They ask some simple questions to identify opportunities – what could we do and what should we do? Then most importantly there’s a bias for action – what will we will do and when?
What I like about this model is that it is a simple way to collaborate and it is a way of bringing to life the great economic research that already exists:
What I like about the Strategic Doing is that it provides the tools for people to make change, it is focused on outcomes and they are always learning.  The team had some great insights about guiding not facilitating, the impact of just a few people (check out Charleston Digital Corridor) and the psychology of communities – why some places thrive and others don’t!
We talked about the advantages of smaller locations over cities and their insight was that most of these locations share the same thing, quality of life.  But that alone is not enough, you’ve got to find what is unique to only your location.

The pack of cards…when in Reno

Another full on day with a lot driving made easier with the freeways, beautiful scenery and very welcoming people.

Sacramento County

I sought out Rami as he was recently named one of the Top 25 Doers, Dreamers and Doers by Govtech and Sacromento County has won numerous tech awards.  We discussed digital government and I came away with a huge amount of confidence that the team at Taupo is on the right track.  Current and future focuses centre around regular website refreshes, the need for mobile apps, linking data (e.g. Crime and graffiti), the intersection of Geospatial and data and a single view for customers.

Nevada Governor’s Office of Energy, Carson City

Paul the Director and his team hosted me in the early afternoon for a quick overview of Nevada energy.  I was primarily interested in geothermal, given Nevada is the number one in installed geothermal per capita and Taupo’s strength in this area.  A highlight was by pure chance meeting and talking with Governor Paul Sandoval and witnessing the launch of the Nevada Electric Highway.  Note the highway “is expected to link rural areas and bring business to those communities from EV owners who make the stop to charge their cars”.  Electric vehicles are going to take off in some shape or form and communities should be taking action now to dip their toe in the water, ready to embrace what may become the norm.

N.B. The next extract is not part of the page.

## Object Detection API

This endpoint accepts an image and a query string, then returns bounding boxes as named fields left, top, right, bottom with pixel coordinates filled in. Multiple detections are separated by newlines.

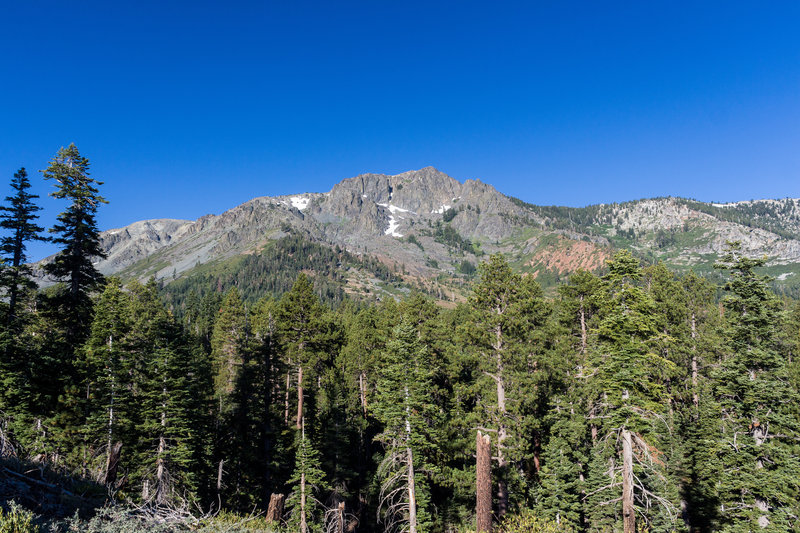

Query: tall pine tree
left=42, top=144, right=107, bottom=347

Economic Development Authority of Western Nevada (EDAWN), Reno

Mike graciously shared his views on economic development and they have definitely stepped it up a level from when we last spoke in 2013. Mike is incredibly humble, and our meeting was definitely a lesson in leadership. EDAWN has five key strategies: retain and grow, attract, entrepreneurship, workforce development and community development.  What also impressed me was their great handle on metrics to track progress.  When Mike started there was 14% unemployment and now it’s down to half that and going lower.  A very bright future is on the horizon with Tesla building their gigafactory which will create 6500 jobs!  Their entrepreneurship program started from scratch and won Innovation Ecosystem Award.  A gem they showed me was the Reno startup deck which is an innovative way of integrating Reno’s gaming history and useful tools for startups – genius!